Se trata de los restos del franciscano español Fray Lázaro de Santofimia (siglo XVI), hallados en el antiguo convento de la Asunción que cuidaba, y que por su estado natural de momificación se convirtió en el primer cadáver en su tipo.

"Tras su muerte a los 55 o 60 años de edad, fue enterrado dentro de los muros de la iglesia en lo que probablemente era una tradición local, lo que permitió a Fray Lázaro cuidar de su iglesia después de su muerte", reseña un estudio del Instituto Nacional de Patrimonio Cultural (INPC).

Sobre la momia ya se han hecho algunos estudios, como el de la National Geographic entre 2001 y 2003. Además fue sometida a un riguroso trabajo de conservación entre 2009 y 2010.

A finales de este mes, y gracias a la Alianza Francesa, Philippe Charlier estudiará los restos en Quito, en colaboración con la Universidad San Francisco de Quito (USFQ), mediante tomografías, análisis de muestras de cabello, genéticos, fibroscópicos y toxicológicos para determinar las razones de su muerte, y otros estudios, a fin de determinar también la formas de vida del siglo XVI en Chimborazo.

De 42 años, Philippe Charlier es el director de investigaciones y de estudio del Museo Quai Branly (París). Se ha especializado en el análisis de vestigios humanos antiguos y momias, y ha participado por ejemplo en proyectos de investigación sobre los restos de Adolf Hitler y de los de Juana de Arco y la reconstitución del rostro de Maximilien Robespierre, entre otros.

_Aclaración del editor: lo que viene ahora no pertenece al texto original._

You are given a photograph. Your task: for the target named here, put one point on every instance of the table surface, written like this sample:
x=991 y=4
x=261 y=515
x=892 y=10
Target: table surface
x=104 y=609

El experto francés expondrá sobre sus experiencias en Quito, donde participará en "La noche de las ideas", una iniciativa del Gobierno francés, que busca diferentes tipos de reflexiones sobre varias materias y que en esta ocasión desarrollará temas bajo el paraguas: "De cara al presente". El francés ofrecerá la charla "La muerte no es el final, medicina legal e historia", en el Palacio de la Circasiana.